André Magnin (opens in new tab), the chief curator of 'Beauté Congo' at Paris' Fondation Cartier pour l’Art Contemporain, has gathered over 350 works by 41 artists from the Democratic Republic of Congo to create the largest survey of the African country's vast and vibrant history of modern art to date. Spanning the mediums of photography, painting, sculpture, comics and music, the show covers almost 100 years of recent history, taking in several generations of artists, who have each witnessed, and in turn created, artistic responses to the country's conflict.
The exhibition's point of departure is 1926, when the DRC was still a Belgian colony and modern painting had only just started to catch on. The first known Congolese works come from Albert and Antoinette Lubaki and Djilatendo, who painted scenes of village life and the natural world on paper. Following the Second World War, French painter Pierre Romain-Desfossés's Atelier du Hangar art workshop liberated painters such as Bela Sara, Mwenze Kibwanga and Pili Pili Mulongoy.
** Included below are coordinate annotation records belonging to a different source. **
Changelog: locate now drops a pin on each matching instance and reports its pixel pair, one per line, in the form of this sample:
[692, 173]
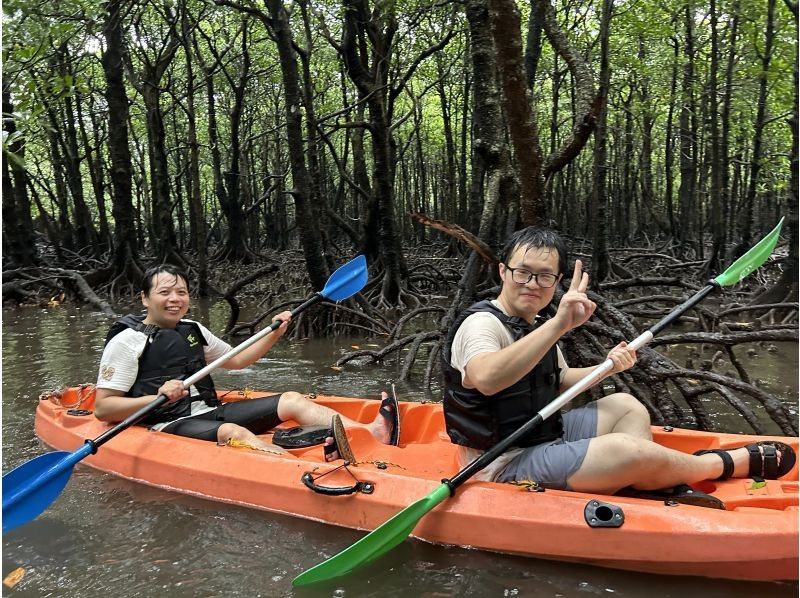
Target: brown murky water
[106, 536]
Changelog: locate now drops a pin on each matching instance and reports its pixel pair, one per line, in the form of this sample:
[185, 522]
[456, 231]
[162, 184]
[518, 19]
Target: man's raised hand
[575, 307]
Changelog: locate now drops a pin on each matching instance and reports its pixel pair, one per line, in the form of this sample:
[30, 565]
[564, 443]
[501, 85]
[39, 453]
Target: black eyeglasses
[523, 276]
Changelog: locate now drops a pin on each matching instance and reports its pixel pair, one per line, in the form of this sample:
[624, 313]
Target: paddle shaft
[586, 382]
[198, 375]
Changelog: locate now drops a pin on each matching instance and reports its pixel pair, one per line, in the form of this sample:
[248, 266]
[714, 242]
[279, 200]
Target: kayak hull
[755, 538]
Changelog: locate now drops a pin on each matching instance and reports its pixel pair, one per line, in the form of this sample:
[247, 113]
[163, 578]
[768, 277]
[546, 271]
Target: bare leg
[615, 461]
[305, 412]
[622, 413]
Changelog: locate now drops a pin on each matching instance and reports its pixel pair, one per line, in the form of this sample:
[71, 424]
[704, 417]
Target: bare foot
[741, 461]
[380, 428]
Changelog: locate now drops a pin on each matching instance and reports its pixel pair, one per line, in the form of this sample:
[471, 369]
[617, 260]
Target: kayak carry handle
[310, 482]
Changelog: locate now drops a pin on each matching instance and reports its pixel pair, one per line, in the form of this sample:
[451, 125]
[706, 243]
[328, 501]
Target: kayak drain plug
[603, 514]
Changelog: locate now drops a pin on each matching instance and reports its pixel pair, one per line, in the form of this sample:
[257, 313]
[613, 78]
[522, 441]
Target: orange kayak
[754, 538]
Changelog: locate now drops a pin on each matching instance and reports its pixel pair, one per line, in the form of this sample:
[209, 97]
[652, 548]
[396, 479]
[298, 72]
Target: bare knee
[624, 403]
[290, 404]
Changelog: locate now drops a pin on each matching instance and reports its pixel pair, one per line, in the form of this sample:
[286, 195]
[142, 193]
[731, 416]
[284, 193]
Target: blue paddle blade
[32, 487]
[348, 280]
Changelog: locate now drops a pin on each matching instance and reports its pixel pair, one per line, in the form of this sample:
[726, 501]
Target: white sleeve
[120, 361]
[479, 333]
[215, 347]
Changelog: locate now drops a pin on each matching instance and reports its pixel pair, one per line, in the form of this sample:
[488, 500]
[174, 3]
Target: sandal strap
[727, 464]
[763, 460]
[727, 461]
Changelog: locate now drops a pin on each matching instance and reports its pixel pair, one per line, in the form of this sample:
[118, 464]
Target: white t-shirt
[119, 364]
[480, 333]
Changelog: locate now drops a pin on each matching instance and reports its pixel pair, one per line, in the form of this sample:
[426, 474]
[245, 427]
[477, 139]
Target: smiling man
[502, 365]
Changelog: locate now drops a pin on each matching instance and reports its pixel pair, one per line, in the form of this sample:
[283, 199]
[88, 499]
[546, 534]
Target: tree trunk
[125, 252]
[686, 190]
[308, 226]
[19, 246]
[600, 259]
[505, 28]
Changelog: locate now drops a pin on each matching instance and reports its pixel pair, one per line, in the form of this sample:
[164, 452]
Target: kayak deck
[755, 537]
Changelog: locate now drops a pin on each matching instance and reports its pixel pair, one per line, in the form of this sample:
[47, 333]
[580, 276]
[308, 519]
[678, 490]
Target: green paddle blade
[751, 260]
[375, 544]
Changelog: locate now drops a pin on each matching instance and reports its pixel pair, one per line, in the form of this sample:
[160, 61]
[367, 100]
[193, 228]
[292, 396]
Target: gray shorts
[552, 463]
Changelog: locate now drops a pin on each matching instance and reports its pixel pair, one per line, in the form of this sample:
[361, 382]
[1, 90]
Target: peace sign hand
[575, 307]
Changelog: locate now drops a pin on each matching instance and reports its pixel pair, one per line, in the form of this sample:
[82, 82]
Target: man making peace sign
[502, 365]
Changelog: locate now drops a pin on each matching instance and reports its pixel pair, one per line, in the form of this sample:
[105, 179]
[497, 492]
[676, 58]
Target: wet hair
[150, 274]
[536, 238]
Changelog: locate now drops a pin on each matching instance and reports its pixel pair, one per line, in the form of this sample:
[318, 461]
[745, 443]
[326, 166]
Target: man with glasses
[502, 365]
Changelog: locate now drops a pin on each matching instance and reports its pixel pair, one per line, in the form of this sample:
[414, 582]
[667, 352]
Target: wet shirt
[483, 333]
[119, 364]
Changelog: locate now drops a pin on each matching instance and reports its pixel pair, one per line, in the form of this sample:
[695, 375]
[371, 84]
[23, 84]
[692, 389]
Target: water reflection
[106, 536]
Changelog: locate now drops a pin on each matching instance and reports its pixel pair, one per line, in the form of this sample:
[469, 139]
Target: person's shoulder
[127, 336]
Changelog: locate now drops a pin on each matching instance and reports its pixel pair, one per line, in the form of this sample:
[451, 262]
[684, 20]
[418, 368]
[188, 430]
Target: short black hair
[150, 273]
[534, 237]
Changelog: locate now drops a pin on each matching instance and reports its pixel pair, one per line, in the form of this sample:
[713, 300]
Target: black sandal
[764, 462]
[340, 447]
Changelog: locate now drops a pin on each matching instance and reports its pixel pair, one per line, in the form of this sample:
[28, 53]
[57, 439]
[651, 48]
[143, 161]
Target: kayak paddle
[385, 537]
[31, 487]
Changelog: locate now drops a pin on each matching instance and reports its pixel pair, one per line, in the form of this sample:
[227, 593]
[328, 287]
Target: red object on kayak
[754, 538]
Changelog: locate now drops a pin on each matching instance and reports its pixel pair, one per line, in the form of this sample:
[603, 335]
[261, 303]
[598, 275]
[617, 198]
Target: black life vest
[480, 421]
[169, 354]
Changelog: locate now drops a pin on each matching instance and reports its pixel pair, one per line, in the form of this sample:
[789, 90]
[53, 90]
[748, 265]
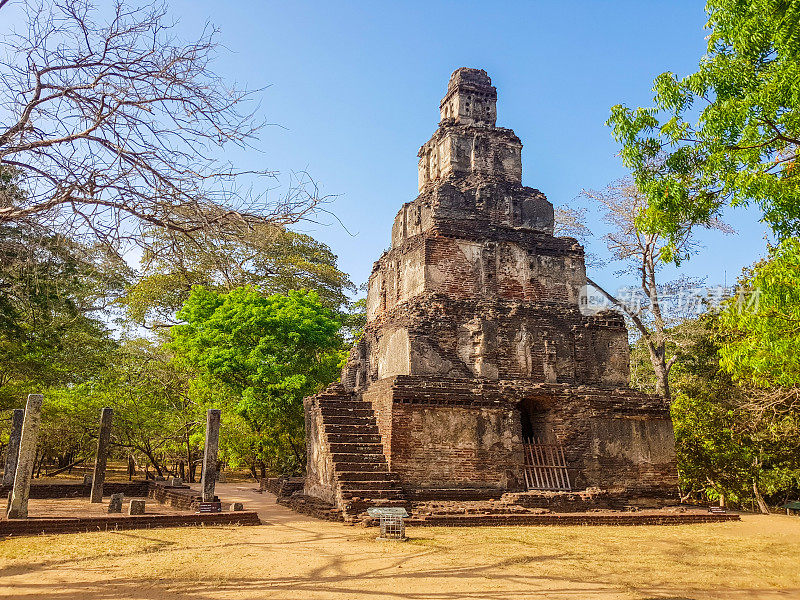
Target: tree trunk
[762, 506]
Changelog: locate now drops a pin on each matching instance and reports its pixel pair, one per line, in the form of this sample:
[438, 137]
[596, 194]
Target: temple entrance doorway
[545, 466]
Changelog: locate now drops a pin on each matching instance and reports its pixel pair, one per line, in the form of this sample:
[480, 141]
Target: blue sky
[354, 90]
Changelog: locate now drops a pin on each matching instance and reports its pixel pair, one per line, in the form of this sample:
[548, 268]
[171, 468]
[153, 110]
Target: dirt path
[292, 556]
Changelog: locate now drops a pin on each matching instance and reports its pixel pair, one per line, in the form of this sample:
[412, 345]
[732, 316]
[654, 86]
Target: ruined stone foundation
[476, 360]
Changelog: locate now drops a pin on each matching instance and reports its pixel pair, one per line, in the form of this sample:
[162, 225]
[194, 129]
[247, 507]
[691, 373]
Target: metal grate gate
[545, 466]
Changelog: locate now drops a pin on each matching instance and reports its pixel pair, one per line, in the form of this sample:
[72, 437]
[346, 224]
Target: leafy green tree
[758, 348]
[762, 346]
[55, 299]
[259, 356]
[271, 257]
[726, 134]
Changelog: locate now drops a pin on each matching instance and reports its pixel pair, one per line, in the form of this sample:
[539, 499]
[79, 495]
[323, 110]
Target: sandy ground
[292, 556]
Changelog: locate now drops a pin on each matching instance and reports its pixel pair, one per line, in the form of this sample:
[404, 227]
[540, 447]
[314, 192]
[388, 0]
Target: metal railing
[545, 466]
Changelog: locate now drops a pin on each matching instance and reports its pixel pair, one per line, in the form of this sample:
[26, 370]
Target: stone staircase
[361, 472]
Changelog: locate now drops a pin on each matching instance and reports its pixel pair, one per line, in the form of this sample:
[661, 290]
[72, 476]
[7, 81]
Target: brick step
[343, 403]
[356, 447]
[354, 438]
[387, 494]
[350, 428]
[324, 398]
[350, 420]
[378, 484]
[362, 467]
[361, 476]
[367, 413]
[358, 458]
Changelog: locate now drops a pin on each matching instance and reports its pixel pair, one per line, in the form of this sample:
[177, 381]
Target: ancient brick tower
[476, 363]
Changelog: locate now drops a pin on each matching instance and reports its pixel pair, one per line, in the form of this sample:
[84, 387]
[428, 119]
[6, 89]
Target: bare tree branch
[115, 126]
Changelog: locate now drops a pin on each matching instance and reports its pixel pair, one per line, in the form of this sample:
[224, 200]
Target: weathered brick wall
[446, 446]
[492, 338]
[319, 480]
[474, 324]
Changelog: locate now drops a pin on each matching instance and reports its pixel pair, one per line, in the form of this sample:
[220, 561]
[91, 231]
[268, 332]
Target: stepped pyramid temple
[477, 374]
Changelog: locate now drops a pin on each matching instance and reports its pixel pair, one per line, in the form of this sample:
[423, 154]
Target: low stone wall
[183, 498]
[44, 491]
[34, 526]
[568, 519]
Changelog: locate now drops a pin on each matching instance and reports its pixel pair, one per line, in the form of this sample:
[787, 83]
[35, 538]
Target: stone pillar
[209, 476]
[18, 505]
[12, 455]
[101, 458]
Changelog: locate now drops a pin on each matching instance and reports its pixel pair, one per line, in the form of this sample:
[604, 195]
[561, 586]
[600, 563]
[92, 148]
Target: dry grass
[758, 558]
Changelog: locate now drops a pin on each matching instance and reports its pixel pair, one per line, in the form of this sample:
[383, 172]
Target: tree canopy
[260, 356]
[726, 134]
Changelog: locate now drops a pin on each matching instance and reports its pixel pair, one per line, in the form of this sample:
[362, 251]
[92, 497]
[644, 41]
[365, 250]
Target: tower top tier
[471, 99]
[467, 142]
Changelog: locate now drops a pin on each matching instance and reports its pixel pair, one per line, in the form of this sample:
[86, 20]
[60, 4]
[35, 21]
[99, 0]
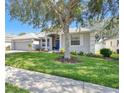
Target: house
[110, 42]
[8, 38]
[25, 42]
[80, 40]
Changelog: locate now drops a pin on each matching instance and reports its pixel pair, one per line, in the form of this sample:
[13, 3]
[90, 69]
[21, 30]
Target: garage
[23, 45]
[25, 42]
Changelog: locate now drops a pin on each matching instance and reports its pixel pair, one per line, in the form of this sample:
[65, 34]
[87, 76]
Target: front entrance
[56, 44]
[55, 41]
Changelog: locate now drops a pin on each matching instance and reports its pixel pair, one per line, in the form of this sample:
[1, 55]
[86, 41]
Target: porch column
[46, 43]
[92, 43]
[60, 41]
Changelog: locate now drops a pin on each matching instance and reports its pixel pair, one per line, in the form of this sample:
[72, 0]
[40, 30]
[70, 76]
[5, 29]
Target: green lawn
[9, 88]
[89, 69]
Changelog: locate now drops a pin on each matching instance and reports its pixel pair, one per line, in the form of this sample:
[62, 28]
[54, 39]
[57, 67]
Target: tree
[22, 34]
[60, 13]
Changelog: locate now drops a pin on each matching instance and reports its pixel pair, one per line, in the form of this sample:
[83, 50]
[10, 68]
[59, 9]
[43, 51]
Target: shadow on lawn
[44, 83]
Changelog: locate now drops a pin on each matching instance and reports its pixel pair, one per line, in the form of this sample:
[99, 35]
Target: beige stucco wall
[24, 45]
[114, 46]
[48, 47]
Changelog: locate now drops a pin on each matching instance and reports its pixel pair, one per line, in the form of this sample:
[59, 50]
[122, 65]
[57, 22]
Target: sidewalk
[43, 83]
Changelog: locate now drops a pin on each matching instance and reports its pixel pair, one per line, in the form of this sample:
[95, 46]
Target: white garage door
[22, 45]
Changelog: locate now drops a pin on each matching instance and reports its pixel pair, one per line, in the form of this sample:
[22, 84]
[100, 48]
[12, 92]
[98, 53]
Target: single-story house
[110, 42]
[80, 40]
[25, 42]
[8, 38]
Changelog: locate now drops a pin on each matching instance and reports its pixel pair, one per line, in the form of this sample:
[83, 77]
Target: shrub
[81, 53]
[62, 50]
[74, 52]
[106, 52]
[90, 54]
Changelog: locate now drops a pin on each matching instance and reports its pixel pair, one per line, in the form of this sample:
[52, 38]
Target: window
[117, 43]
[75, 40]
[111, 43]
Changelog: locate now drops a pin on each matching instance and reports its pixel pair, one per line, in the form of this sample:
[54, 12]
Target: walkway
[43, 83]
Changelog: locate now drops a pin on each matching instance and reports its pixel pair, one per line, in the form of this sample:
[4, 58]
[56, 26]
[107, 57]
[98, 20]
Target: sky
[15, 27]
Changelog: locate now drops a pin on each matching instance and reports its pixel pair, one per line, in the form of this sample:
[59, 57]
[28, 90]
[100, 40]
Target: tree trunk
[67, 44]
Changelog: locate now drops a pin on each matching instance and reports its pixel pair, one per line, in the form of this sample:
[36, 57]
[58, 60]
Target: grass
[9, 88]
[89, 69]
[115, 56]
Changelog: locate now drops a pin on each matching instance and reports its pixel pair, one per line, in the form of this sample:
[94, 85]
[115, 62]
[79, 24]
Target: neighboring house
[8, 38]
[80, 40]
[25, 42]
[111, 43]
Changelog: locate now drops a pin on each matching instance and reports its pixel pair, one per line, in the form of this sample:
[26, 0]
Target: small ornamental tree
[106, 52]
[59, 14]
Twenty years later, following the 1960 shift to independence that saw Congo became Zaire under Mobutu, the 1978 exhibition 'Art Partout' in Kinshasa uncovered the work of new figurative painters Chéri Samba, Chéri Chérin and Moke.
The tumultuous years that followed – and the two consecutive wars in 1996–1997 and 1998–2003 – influenced the work of artists like Papa Mfumu'eto, whose independent 1990s comic book explored everyday life and struggles in the city of Kinshasa; and sculptor Bodys Isek Kingelez and Rigobert Nimi, who created detailed architectural models of utopian cities or roboticised factories.
Commenting on the country's ongoing unrest, new faces like J-P Mika and Monsengo Shula continue the approach of their elders, while artists Pathy Tshindele and Kura Shomali from the collective Eza Possibles create critical, unconventional collages and paintings.
As well as the many paintings, the work of post-independence photographers such as Jean Depara and Studio 3Z will be on show, capturing the lively and extravagant night life of Kinshasa in the 1950s and 1960s (Depara) and the attitudes and ardor of its youth in the 1970s (Studio 3Z).
Providing a soundtrack to the show will be songs by rumba singer-songwriter Tabu Ley Rochereau, Franco Luambo and his group OK Jazz, and Mbilia Bel, the Queen of Congolese rumba, among others carefully selected by Vincent Kenis of Crammed Discs in collaboration with Césarine Bolya. In addition, the duo will also present their never-before-seen documentary entitled Ndule Ya Kala – a series of candid interviews with those who participated directly or indirectly in Kinshasa’s 1960s music scene.